Several German nationals are among those being held in Turkey. Berlin has warned its citizens that their safety cannot be guaranteed [in Turkey] and that consular access is not assured in case of arrest.
Throwing away any pretence at diplomatic nuance, German Foreign Minister Sigmar Gabriel on Thursday had warned German firms against investment in Turkey and spoke of an “overhaul” of the entire relationship.
In a letter published in German and Turkish in daily newspaper Bild, Gabriel had assured the three million German citizens of Turkish descent that “it is clear that you, people of Turkish roots in Germany, belong here with us, whether you have a German passport or not.”
Addressing Gabriel’s comments, he said, “We (Turkey and Germany) are together in NATO. We are in negotiations to join the European Union (EU). So the strategic partnership between us is nothing new. We have been partners for a long time. No step should be taken to overshadow this partnership.”
Turkey remains under a state of emergency imposed days after last year’s failed coup, which critics claim is being used to go after any opponent of Erdogan.

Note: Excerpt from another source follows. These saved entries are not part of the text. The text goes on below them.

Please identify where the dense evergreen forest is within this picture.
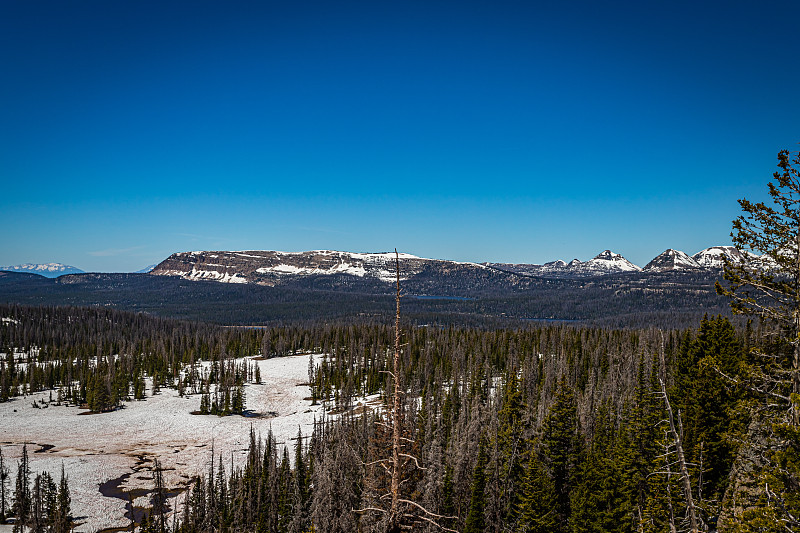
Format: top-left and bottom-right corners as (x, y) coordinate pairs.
(0, 268), (730, 330)
(0, 302), (794, 531)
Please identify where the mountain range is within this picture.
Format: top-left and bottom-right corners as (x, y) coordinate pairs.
(0, 263), (84, 278)
(0, 246), (746, 329)
(1, 246), (749, 285)
(149, 245), (747, 285)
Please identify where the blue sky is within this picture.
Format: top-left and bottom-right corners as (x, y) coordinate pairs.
(2, 0), (799, 272)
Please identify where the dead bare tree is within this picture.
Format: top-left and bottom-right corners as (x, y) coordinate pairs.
(354, 250), (457, 533)
(653, 333), (705, 533)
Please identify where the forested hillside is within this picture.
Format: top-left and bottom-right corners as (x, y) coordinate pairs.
(0, 268), (730, 329)
(0, 304), (780, 531)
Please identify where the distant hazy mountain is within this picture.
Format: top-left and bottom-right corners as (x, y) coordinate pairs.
(134, 264), (158, 274)
(0, 263), (84, 278)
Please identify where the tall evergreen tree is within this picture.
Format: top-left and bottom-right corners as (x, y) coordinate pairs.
(12, 444), (30, 528)
(0, 446), (8, 522)
(54, 464), (70, 533)
(538, 379), (581, 533)
(494, 370), (527, 527)
(515, 441), (557, 533)
(717, 147), (800, 530)
(464, 435), (488, 533)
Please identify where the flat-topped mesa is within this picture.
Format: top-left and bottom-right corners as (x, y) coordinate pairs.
(150, 250), (486, 285)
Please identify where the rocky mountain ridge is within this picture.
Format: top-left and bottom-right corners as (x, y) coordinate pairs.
(150, 246), (747, 285)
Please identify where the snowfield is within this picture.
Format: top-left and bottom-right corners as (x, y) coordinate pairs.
(0, 354), (327, 532)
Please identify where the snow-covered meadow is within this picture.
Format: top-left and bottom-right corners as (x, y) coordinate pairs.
(0, 354), (327, 532)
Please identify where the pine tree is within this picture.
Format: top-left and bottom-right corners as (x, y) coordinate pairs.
(538, 379), (581, 533)
(570, 404), (629, 533)
(716, 147), (800, 530)
(679, 316), (746, 504)
(291, 427), (310, 532)
(54, 464), (70, 533)
(152, 458), (168, 533)
(0, 446), (8, 522)
(515, 442), (557, 533)
(12, 444), (30, 527)
(464, 435), (488, 533)
(494, 370), (527, 526)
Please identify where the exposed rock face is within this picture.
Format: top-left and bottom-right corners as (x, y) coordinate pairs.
(151, 250), (485, 285)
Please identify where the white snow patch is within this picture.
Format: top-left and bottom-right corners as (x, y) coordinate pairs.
(0, 354), (325, 531)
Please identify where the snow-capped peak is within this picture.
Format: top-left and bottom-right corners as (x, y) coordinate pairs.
(583, 250), (642, 272)
(691, 246), (748, 269)
(0, 263), (84, 278)
(644, 249), (700, 272)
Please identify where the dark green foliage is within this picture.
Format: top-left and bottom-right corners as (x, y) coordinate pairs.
(516, 443), (557, 533)
(676, 315), (746, 502)
(0, 268), (732, 329)
(494, 370), (527, 525)
(464, 436), (488, 533)
(715, 148), (800, 530)
(570, 404), (630, 533)
(538, 380), (581, 532)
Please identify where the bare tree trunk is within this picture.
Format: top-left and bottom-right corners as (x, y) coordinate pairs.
(794, 228), (800, 426)
(660, 378), (702, 533)
(391, 249), (402, 527)
(659, 332), (703, 533)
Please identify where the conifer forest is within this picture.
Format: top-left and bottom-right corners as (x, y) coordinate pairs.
(1, 149), (800, 532)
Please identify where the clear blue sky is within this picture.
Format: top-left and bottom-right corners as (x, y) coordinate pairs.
(2, 0), (799, 272)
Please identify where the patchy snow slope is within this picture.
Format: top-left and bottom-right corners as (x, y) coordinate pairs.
(0, 354), (325, 532)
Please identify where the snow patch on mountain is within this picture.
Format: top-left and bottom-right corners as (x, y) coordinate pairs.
(183, 268), (249, 284)
(691, 246), (748, 269)
(582, 250), (642, 272)
(152, 250), (451, 284)
(486, 250), (641, 278)
(644, 249), (701, 272)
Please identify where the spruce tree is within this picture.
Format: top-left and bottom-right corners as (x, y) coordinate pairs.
(494, 370), (526, 525)
(464, 435), (488, 533)
(716, 147), (800, 530)
(12, 444), (30, 527)
(515, 442), (557, 533)
(538, 379), (581, 533)
(54, 464), (70, 533)
(0, 446), (8, 522)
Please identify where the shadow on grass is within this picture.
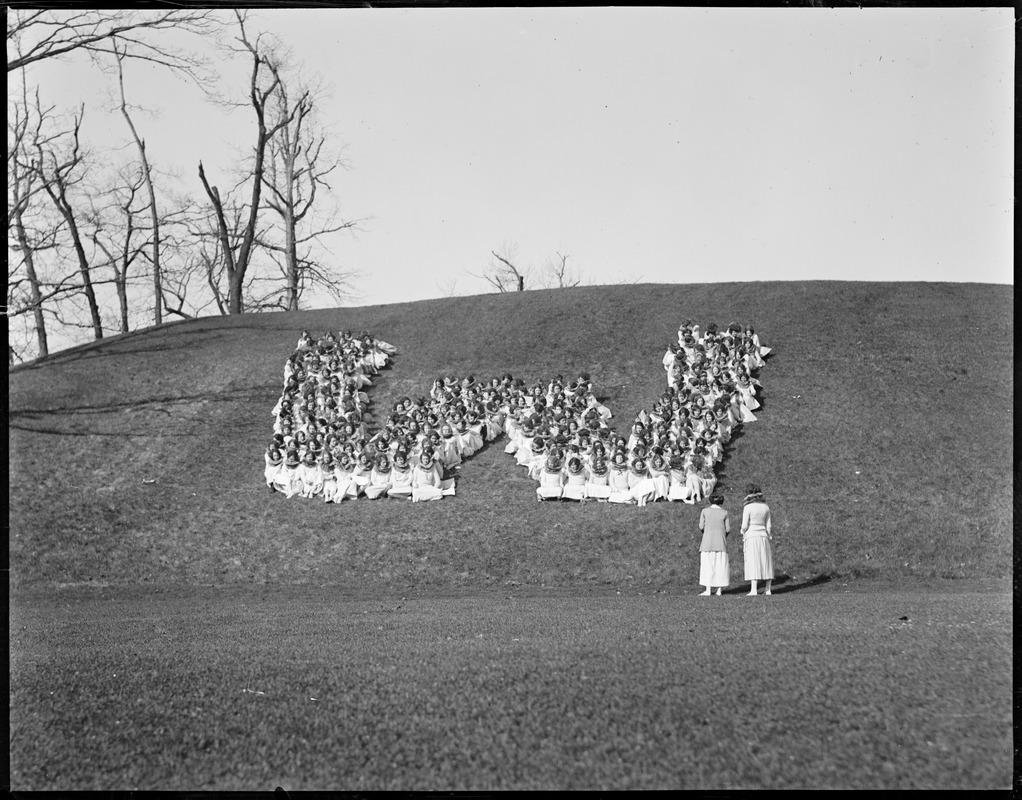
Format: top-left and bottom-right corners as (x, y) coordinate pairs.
(720, 572), (833, 595)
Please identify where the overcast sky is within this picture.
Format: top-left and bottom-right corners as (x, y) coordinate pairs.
(26, 7), (1016, 310)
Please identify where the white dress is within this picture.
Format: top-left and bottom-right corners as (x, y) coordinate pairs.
(536, 468), (564, 500)
(585, 470), (612, 500)
(412, 464), (444, 502)
(264, 454), (283, 488)
(562, 469), (588, 501)
(742, 502), (774, 580)
(389, 466), (414, 498)
(608, 469), (634, 504)
(364, 468), (392, 500)
(667, 469), (690, 502)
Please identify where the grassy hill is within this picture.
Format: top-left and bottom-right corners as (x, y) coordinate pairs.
(8, 281), (1013, 592)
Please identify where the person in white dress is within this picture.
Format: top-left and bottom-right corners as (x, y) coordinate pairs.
(561, 455), (588, 501)
(646, 452), (671, 502)
(333, 454), (358, 502)
(388, 450), (414, 498)
(265, 445), (284, 492)
(741, 483), (774, 595)
(627, 458), (657, 507)
(666, 453), (690, 502)
(350, 451), (373, 498)
(585, 454), (612, 501)
(299, 451), (323, 498)
(607, 451), (634, 504)
(364, 453), (393, 500)
(537, 450), (565, 501)
(411, 450), (444, 502)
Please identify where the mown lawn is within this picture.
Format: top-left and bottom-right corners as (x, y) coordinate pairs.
(9, 582), (1012, 790)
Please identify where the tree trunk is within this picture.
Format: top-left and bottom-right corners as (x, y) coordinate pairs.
(67, 213), (104, 339)
(284, 157), (298, 311)
(117, 55), (163, 326)
(50, 183), (103, 340)
(13, 205), (49, 358)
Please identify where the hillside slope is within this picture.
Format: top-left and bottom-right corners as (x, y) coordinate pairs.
(8, 281), (1013, 591)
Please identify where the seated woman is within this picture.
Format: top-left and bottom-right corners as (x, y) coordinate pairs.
(438, 424), (462, 470)
(698, 459), (717, 500)
(526, 435), (547, 481)
(626, 420), (649, 453)
(280, 448), (303, 498)
(331, 453), (359, 502)
(627, 457), (657, 507)
(483, 401), (506, 443)
(364, 453), (393, 500)
(454, 413), (484, 457)
(350, 451), (374, 497)
(299, 450), (324, 499)
(607, 450), (635, 504)
(388, 449), (414, 499)
(683, 456), (706, 504)
(699, 427), (723, 465)
(666, 453), (690, 502)
(712, 403), (734, 442)
(536, 450), (565, 501)
(734, 375), (760, 419)
(319, 451), (338, 502)
(265, 444), (284, 492)
(561, 455), (588, 501)
(583, 391), (613, 423)
(647, 451), (671, 501)
(584, 454), (612, 501)
(411, 449), (444, 502)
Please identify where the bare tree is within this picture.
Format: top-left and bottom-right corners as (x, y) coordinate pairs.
(87, 165), (151, 333)
(260, 58), (359, 311)
(197, 11), (304, 315)
(470, 242), (529, 292)
(7, 9), (219, 76)
(109, 41), (165, 325)
(28, 102), (105, 341)
(540, 250), (581, 289)
(8, 76), (52, 357)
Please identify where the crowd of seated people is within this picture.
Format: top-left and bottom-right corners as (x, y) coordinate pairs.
(515, 321), (770, 504)
(263, 321), (769, 506)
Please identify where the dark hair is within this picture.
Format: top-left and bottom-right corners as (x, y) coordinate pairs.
(744, 483), (765, 504)
(709, 493), (724, 506)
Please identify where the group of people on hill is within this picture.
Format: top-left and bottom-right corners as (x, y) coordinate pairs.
(262, 329), (443, 501)
(517, 320), (770, 504)
(261, 320), (770, 506)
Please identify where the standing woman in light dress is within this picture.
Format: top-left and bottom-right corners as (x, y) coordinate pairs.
(741, 483), (774, 596)
(698, 493), (730, 596)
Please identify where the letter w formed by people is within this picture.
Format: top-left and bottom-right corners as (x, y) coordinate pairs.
(264, 325), (769, 504)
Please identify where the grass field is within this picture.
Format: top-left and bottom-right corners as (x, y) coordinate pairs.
(7, 281), (1013, 789)
(9, 582), (1012, 790)
(8, 281), (1013, 591)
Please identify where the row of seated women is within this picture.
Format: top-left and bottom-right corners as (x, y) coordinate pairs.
(533, 447), (718, 505)
(265, 445), (456, 502)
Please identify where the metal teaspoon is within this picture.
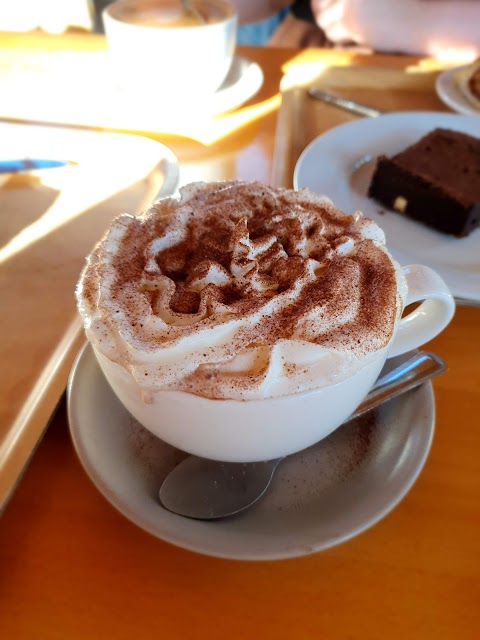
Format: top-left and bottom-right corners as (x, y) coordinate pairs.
(180, 0), (206, 23)
(159, 351), (446, 520)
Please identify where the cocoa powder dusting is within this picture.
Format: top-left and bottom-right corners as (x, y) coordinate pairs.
(77, 181), (402, 400)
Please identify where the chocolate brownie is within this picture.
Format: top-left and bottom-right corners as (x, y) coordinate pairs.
(368, 127), (480, 237)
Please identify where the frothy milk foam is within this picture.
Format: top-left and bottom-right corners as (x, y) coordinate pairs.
(109, 0), (230, 28)
(76, 181), (407, 403)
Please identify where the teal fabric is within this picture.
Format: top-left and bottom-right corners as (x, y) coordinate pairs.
(237, 7), (290, 46)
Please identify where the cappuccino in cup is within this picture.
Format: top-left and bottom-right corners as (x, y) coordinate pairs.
(109, 0), (232, 27)
(76, 181), (454, 461)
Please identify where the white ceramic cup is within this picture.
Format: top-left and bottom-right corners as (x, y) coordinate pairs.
(94, 263), (455, 462)
(102, 0), (237, 98)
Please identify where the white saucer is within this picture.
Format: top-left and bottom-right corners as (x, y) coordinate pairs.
(208, 55), (264, 116)
(67, 343), (435, 561)
(115, 55), (263, 120)
(294, 111), (480, 302)
(0, 54), (263, 139)
(436, 65), (480, 116)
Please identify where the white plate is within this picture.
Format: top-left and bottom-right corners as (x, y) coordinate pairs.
(436, 65), (480, 116)
(0, 121), (179, 199)
(294, 112), (480, 302)
(67, 343), (435, 561)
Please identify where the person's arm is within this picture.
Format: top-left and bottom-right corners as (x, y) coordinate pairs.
(311, 0), (480, 57)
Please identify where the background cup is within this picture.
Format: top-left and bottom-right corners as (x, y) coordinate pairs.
(102, 0), (237, 99)
(93, 264), (455, 463)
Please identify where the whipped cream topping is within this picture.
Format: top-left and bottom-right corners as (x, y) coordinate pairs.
(76, 181), (406, 400)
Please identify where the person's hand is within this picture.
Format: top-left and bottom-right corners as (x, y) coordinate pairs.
(311, 0), (480, 57)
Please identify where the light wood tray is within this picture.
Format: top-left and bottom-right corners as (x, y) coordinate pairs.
(271, 50), (451, 188)
(0, 122), (179, 509)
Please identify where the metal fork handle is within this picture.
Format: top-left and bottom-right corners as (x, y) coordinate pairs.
(308, 88), (384, 118)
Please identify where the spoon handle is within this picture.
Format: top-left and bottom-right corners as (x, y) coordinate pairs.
(159, 351), (446, 519)
(308, 88), (384, 118)
(350, 351), (446, 422)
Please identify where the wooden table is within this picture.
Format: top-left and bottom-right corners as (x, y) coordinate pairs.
(0, 32), (479, 640)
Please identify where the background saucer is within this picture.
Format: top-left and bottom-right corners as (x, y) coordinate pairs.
(0, 53), (264, 138)
(208, 55), (264, 116)
(115, 55), (264, 119)
(68, 344), (435, 561)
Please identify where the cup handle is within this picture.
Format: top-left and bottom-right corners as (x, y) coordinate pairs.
(388, 264), (455, 358)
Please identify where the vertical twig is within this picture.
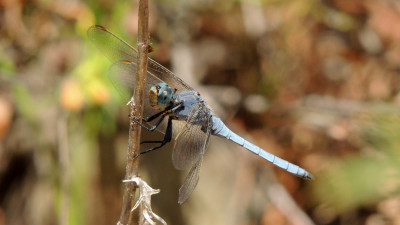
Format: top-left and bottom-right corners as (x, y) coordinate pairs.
(118, 0), (149, 224)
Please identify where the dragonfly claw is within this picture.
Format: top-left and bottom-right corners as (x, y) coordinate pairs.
(129, 154), (139, 161)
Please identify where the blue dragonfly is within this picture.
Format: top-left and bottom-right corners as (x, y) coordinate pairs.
(87, 25), (313, 204)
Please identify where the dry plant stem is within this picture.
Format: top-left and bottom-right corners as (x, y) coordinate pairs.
(118, 0), (150, 224)
(261, 174), (315, 225)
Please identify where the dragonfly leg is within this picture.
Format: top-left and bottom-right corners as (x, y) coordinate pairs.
(133, 102), (183, 131)
(143, 101), (183, 122)
(134, 114), (166, 132)
(143, 110), (165, 123)
(140, 140), (163, 144)
(133, 102), (183, 132)
(131, 117), (173, 160)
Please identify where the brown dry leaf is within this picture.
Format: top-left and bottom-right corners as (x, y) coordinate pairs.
(366, 0), (400, 43)
(329, 0), (366, 15)
(0, 97), (13, 140)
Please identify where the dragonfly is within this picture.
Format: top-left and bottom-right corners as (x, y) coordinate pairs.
(87, 25), (313, 204)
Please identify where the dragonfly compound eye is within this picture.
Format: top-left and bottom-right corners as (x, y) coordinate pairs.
(149, 82), (172, 110)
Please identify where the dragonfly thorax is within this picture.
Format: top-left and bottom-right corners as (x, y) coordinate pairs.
(149, 82), (173, 110)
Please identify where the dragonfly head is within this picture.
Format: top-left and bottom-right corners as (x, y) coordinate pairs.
(149, 83), (173, 110)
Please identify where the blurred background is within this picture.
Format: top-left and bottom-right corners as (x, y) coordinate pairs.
(1, 0), (400, 224)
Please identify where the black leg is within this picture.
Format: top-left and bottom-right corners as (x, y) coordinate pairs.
(140, 140), (163, 144)
(133, 102), (183, 132)
(143, 110), (165, 123)
(131, 117), (173, 160)
(134, 114), (166, 132)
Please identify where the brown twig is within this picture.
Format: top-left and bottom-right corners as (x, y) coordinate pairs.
(261, 172), (315, 225)
(118, 0), (149, 224)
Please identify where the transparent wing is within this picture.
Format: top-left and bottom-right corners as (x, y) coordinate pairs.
(173, 104), (212, 204)
(107, 61), (137, 102)
(87, 25), (136, 64)
(178, 157), (202, 204)
(172, 122), (208, 170)
(87, 25), (193, 93)
(109, 60), (172, 133)
(172, 103), (211, 170)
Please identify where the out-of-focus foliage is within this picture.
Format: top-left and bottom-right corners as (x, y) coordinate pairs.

The authorities, on the other hand, claim that the state of emergency is important for public security.
The latest crisis was precipitated by the order of a Turkish court to remand in custody a group of human rights activists detained on an island off Istanbul, including Amnesty International’s Turkey director Idil Eser and Berlin-based activist Peter Steudtner.
Berlin was already furious over the jailing of Deniz Yucelin, Turkey’s correspondent for Die Welt newspaper, in February, who Erdogan has personally denounced as a “terror agent”.
Meanwhile, Turkey has accused Germany of not doing enough to deal with Kurdish militants and suspects from the failed coup who have taken refuge on its soil.